Kaggle Competition Tutorial: Machine Learning from the Titanic
In this tutorial, we will go through the Titanic dataset, analyze it, and submit the results to the actual competition. You have already learned how to fetch the data and import it in your Kaggle Notebook in this tutorial. Now we will be using DataLab as the data science notebook. You will be learning how to use both tools on different platforms so that you can choose your favorite.
First, refer to the "Competitions" section in Kaggle and search for Titanic (Figure 5.4). Before going directly into the notebook, you should understand all the information shared in the "Description and Rules" sections. It is important to also check other users' notebooks, as this could give you more ideas about the solution.
The competition is about using machine learning to create a model that predicts which passengers would have survived the Titanic shipwreck. We will be using a dataset that includes passenger information like name, gender, age, etc. There will be 2 different datasets that we will be using. The first one is titled 'train.csv'. In this dataset, besides the passenger information, there are also the ground truth values such as 'survived' and 'not survived'. In the second dataset which is titled 'test.csv', there will not be any ground truth values, since we are asked to predict those and submit our results.
The submission file will have only 2 columns: PassengerId and Survived. The submission system will produce errors if you try to upload a file with more than 2 values.
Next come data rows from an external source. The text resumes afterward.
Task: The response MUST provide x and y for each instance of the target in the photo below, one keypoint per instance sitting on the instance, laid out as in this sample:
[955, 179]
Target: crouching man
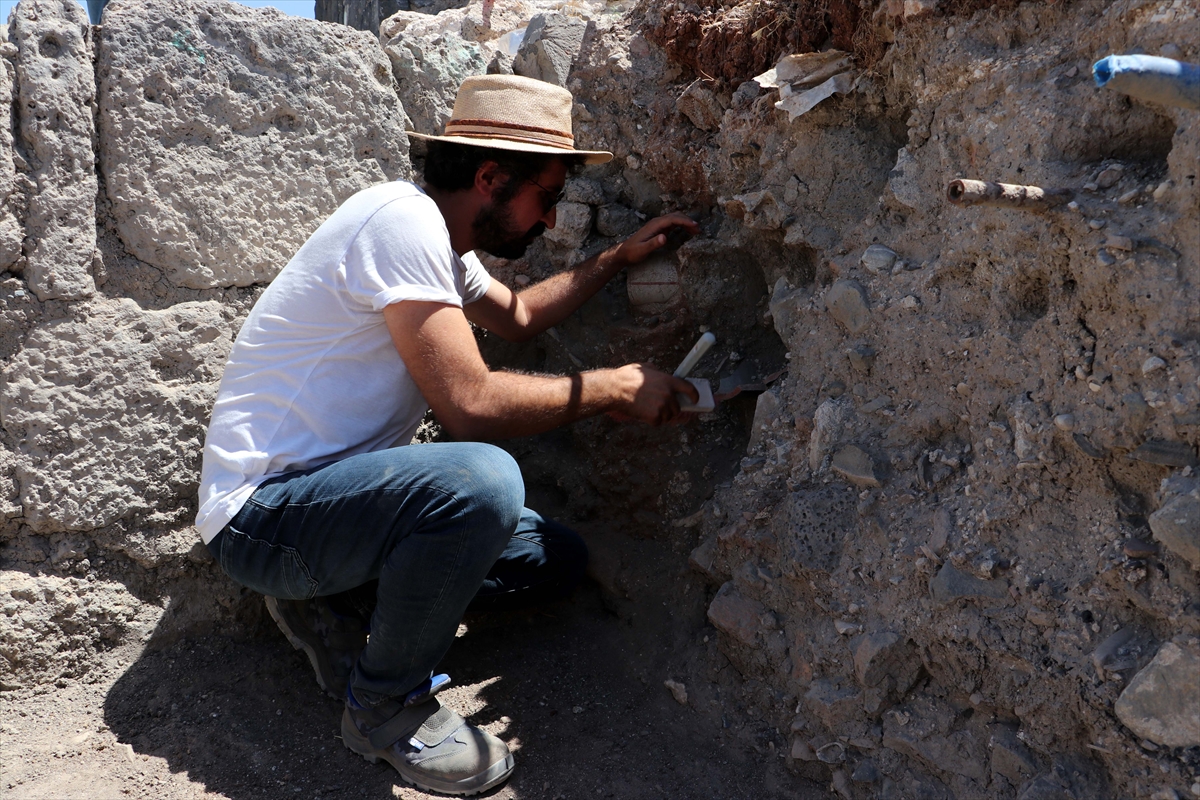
[307, 491]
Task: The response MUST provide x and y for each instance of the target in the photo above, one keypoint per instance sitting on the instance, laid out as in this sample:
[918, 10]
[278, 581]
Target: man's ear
[490, 178]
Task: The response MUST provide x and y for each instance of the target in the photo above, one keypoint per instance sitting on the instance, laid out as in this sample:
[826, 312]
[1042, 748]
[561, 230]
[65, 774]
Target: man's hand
[652, 236]
[647, 395]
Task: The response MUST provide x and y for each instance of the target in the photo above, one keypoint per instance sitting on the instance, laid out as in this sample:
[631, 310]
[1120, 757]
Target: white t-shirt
[313, 376]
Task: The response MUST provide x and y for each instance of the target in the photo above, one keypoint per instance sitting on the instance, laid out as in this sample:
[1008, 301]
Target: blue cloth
[1152, 78]
[441, 527]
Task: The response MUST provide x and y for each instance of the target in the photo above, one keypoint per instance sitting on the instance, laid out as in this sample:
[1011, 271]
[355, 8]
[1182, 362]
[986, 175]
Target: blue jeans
[441, 527]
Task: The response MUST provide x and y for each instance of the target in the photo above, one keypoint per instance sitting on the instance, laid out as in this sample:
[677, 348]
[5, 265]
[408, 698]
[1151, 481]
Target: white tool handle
[697, 353]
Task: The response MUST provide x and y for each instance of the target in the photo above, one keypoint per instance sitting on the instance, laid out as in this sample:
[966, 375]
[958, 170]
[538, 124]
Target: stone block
[1162, 703]
[108, 413]
[430, 61]
[221, 155]
[550, 47]
[55, 102]
[1176, 523]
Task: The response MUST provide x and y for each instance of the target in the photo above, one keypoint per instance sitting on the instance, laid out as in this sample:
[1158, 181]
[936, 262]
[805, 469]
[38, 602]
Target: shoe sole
[491, 777]
[273, 608]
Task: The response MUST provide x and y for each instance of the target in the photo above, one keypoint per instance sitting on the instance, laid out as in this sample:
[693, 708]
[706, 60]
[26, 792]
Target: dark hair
[451, 167]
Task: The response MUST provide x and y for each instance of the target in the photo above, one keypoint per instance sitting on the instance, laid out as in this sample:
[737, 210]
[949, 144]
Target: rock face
[429, 67]
[220, 157]
[57, 95]
[1162, 703]
[109, 410]
[1023, 383]
[846, 302]
[550, 48]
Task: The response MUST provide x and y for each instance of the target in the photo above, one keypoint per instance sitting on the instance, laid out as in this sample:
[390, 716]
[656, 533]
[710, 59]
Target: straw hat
[514, 113]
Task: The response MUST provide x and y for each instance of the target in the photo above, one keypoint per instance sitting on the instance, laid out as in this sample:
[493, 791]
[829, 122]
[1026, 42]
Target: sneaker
[431, 746]
[331, 642]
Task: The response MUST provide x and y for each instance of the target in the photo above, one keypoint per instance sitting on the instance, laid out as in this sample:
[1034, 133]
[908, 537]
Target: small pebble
[1135, 548]
[847, 629]
[1065, 421]
[879, 259]
[678, 691]
[1153, 364]
[1109, 178]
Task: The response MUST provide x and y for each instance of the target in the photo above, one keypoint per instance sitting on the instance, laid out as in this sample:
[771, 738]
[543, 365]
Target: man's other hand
[652, 236]
[649, 396]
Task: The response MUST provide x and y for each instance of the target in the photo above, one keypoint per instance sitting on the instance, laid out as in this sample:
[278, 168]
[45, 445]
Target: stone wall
[946, 516]
[156, 172]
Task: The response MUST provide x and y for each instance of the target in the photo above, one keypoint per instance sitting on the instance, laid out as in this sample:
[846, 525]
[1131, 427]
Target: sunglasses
[551, 198]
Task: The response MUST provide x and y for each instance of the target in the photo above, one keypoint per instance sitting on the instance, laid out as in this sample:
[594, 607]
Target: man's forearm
[511, 404]
[557, 298]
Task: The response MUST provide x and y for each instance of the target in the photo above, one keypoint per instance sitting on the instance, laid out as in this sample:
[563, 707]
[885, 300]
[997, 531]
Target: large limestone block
[57, 95]
[108, 411]
[430, 60]
[12, 234]
[229, 133]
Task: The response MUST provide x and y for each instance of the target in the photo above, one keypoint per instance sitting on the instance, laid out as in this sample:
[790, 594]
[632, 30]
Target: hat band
[498, 130]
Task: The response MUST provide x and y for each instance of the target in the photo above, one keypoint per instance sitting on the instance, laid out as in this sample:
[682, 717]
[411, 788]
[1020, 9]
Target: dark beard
[492, 230]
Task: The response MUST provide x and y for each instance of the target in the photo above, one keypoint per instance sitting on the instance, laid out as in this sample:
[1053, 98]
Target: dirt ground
[576, 690]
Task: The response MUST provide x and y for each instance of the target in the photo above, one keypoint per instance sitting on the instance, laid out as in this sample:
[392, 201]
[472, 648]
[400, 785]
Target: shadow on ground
[588, 716]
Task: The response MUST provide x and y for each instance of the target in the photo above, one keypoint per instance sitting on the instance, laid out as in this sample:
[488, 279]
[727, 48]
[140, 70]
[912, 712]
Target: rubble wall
[940, 536]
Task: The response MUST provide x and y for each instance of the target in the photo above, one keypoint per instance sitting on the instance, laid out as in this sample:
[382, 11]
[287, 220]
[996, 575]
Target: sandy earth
[575, 690]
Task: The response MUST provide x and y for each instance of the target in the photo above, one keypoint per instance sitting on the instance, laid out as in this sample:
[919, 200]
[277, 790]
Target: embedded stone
[1162, 703]
[856, 467]
[701, 106]
[550, 47]
[736, 615]
[1011, 757]
[1167, 453]
[1176, 523]
[846, 302]
[616, 220]
[573, 226]
[952, 584]
[879, 259]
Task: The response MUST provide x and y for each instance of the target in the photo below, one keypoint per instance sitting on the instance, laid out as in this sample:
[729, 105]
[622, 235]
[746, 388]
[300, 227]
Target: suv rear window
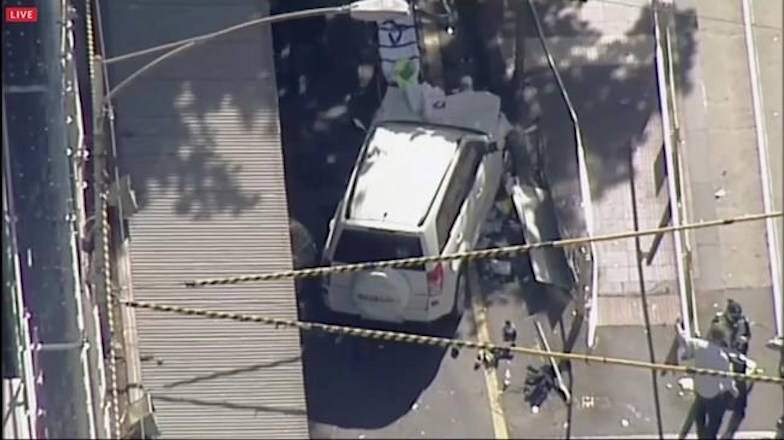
[359, 246]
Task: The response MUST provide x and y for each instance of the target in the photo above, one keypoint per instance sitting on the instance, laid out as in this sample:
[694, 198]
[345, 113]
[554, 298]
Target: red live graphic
[21, 14]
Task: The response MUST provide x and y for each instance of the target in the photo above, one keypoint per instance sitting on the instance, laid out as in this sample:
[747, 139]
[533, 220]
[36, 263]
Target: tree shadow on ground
[610, 79]
[327, 76]
[354, 382]
[182, 130]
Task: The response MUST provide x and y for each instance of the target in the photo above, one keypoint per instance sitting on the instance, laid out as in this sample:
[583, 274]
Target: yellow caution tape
[437, 341]
[502, 252]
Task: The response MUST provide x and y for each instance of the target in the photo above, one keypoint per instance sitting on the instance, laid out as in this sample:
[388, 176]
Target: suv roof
[401, 172]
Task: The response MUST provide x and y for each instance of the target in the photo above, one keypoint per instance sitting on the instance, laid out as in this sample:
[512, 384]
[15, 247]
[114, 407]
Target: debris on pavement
[686, 384]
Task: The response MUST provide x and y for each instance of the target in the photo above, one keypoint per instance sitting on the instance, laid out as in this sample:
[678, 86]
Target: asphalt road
[358, 388]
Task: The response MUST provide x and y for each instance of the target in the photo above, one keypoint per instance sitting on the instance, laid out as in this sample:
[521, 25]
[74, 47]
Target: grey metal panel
[200, 139]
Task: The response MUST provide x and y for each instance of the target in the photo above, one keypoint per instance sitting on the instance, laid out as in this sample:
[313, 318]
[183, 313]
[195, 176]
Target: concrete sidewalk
[723, 176]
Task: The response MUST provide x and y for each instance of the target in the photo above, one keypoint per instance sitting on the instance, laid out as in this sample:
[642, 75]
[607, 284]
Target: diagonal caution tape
[501, 252]
[437, 341]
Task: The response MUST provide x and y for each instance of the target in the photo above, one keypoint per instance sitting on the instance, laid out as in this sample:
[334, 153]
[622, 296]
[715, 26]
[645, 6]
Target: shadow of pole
[644, 293]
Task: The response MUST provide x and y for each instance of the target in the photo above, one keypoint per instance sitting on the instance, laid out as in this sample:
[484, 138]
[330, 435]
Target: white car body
[421, 186]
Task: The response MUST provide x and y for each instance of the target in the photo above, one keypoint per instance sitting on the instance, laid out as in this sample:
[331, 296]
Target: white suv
[422, 186]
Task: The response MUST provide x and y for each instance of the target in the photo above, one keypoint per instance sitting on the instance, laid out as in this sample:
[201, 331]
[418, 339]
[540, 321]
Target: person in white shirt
[711, 392]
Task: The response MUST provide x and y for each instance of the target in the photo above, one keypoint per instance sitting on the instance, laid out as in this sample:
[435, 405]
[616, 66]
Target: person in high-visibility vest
[406, 73]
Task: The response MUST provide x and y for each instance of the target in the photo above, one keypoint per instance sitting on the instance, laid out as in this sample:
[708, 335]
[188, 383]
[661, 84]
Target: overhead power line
[501, 252]
[437, 341]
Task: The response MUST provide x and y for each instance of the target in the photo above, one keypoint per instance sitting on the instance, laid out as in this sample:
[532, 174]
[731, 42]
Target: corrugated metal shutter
[200, 138]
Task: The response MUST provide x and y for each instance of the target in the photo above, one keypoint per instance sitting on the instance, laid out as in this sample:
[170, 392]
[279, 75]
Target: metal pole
[671, 172]
[762, 154]
[585, 186]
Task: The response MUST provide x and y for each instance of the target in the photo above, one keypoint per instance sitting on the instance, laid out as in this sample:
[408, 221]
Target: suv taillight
[435, 280]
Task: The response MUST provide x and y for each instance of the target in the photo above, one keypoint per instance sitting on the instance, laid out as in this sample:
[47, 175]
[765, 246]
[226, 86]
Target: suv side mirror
[484, 147]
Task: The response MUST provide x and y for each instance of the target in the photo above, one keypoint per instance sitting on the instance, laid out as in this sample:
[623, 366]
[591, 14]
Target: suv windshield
[357, 246]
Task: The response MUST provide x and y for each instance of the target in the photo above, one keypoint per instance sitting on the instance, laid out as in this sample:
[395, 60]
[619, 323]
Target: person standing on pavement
[739, 336]
[711, 392]
[738, 326]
Please note that you would be able to submit 10 submissions a day.
With the information provided in the "Competition Description" section, the next step would be to fetch the data to our DataLab and analyze the data.
Firstly, you need to download the dataset in Data Explorer by going into the Data tab (Figure 5.5). You should be downloading both 'train.csv' and 'test.csv'.
After downloading the files, you should be navigating to DataLab. Please note that you need to create an account first. Creating an account and using DataLab is free.
You can easily drag and drop files on the left side of the notebook (Figure 5.6).
The next step is to check the data dictionary in the dataset description section. This will help us to decide which columns to visualize.
- survival: Survival
- pclass: Ticket class
- sex: Sex
- Age: Age in years
- sibsp: # of siblings / spouses aboard the Titanic
- parch: # of parents / children aboard the Titanic
- ticket: Ticket number
- fare: Passenger fare
- cabin: Cabin number
- embarked: Port of embarkation
Importing the Data
You can use bash commands in jupyter notebooks by placing an exclamation mark in front of the cell. We will be checking the location of the uploaded dataset files using pwd and ls commands.
!pwd; ls
/work/files/workspace
notebook.ipynb test.csv train.csv
Pandas is a Python library and it is used for data manipulation and data analysis processes. We have now removed Ticket, Name, and PassengerId columns since they do not have any meaningful numerical or categorical data. Now you will be able to see the rest of the features to be used.
In the next couple of lines, the training and the test dataset files are read using the read_csv method of Pandas. Note that Survived and PassengerId columns are added respectively to train and test dataframes. We will be feeding the model separately using the features in columns_to_be_added_as_features and the labels in the Survived column. But in order to make the preprocessing simpler, we can combine them for now. The test_df_matcher variable includes PassengerId as well. We will be using it to match the PassengerId with the test set predictions, to generate the CSV file which will be uploaded to Kaggle as our result.
import pandas as pd
columns_to_be_added_as_features = ['Sex','Age','SibSp','Parch','Pclass','Fare','Embarked']
train_df = pd.read_csv('train.csv', usecols=columns_to_be_added_as_features + ['Survived'])
test_df_matcher = pd.read_csv('test.csv', usecols=columns_to_be_added_as_features + ['PassengerId'])
test_df = test_df[columns_to_be_added_as_features]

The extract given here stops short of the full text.